Collectors run concurrently by default. To tune API pressure, pass
`max_workers` or set `CLOUD_HARVESTER_MAX_WORKERS`:

```python
resources = collect(
    providers=["aws"],
    aws_session=aws_session,
    max_workers=8,
)
```

### Development

Run the checks with:

```bash
make fix
make test
```

### Logging

Cloud Harvester uses Python's standard `logging` module. Enable INFO logs to see
provider progress, AWS region discovery, per-region collector progress, collector
result counts, and collector failures:

```python
import logging

logging.basicConfig(level=logging.INFO)
```

### Credentials

- **AWS**: In the AWS console, create or reuse an IAM role/user with read permissions. Minimum managed policies to attach:
  - `ReadOnlyAccess`
  - `AmazonEC2ReadOnlyAccess`
  - `AmazonEKSMCPReadOnlyAccess`
  Generate access keys, then either:
  - Export `AWS_ACCESS_KEY_ID`, `AWS_SECRET_ACCESS_KEY`, and `AWS_SESSION_TOKEN` (if temporary credentials), or
  - Store them in an `AWS_PROFILE` and point `AWS_PROFILE`/`CLOUD_HARVESTER_AWS_PROFILE` at it.
  Optionally set `CLOUD_HARVESTER_AWS_REGIONS` to limit collection to specific
  regions. If it is omitted, Cloud Harvester discovers and scans all enabled
  account regions.

- **Azure**: Create an App Registration (service principal) in Microsoft Entra ID and assign it the required RBAC roles on your subscription (Reader, Security Reader, Key Vault Reader).

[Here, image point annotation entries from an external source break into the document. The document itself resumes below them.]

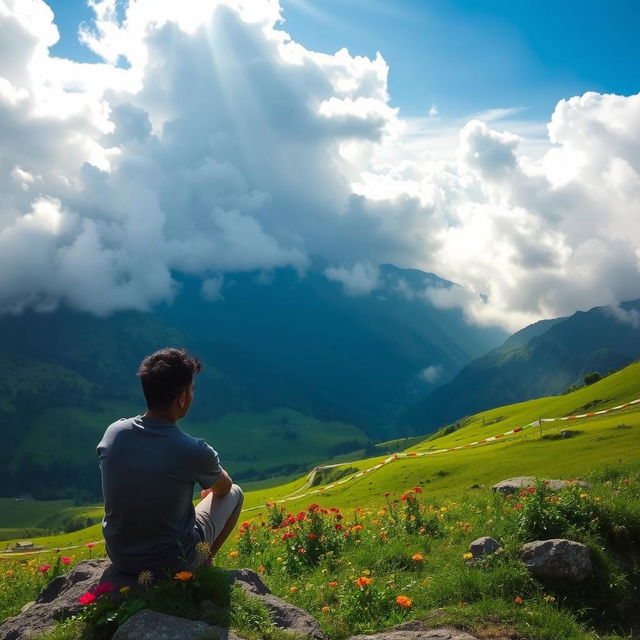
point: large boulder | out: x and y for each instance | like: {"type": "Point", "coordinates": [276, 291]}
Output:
{"type": "Point", "coordinates": [557, 559]}
{"type": "Point", "coordinates": [285, 615]}
{"type": "Point", "coordinates": [514, 485]}
{"type": "Point", "coordinates": [59, 599]}
{"type": "Point", "coordinates": [484, 546]}
{"type": "Point", "coordinates": [151, 625]}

Capture:
  - `tenant_id`, `client_id`, `client_secret` from the service principal
  - `subscription_id` for the target subscription
  If Azure AD collectors are needed, add Microsoft Graph app permissions (e.g., `Directory.Read.All`) and have an admin grant consent.  
  Either set `AZURE_SUBSCRIPTION_ID` / `AZURE_TENANT_ID` (or `CLOUD_HARVESTER_*`) or pass a `ClientSecretCredential` created from these values.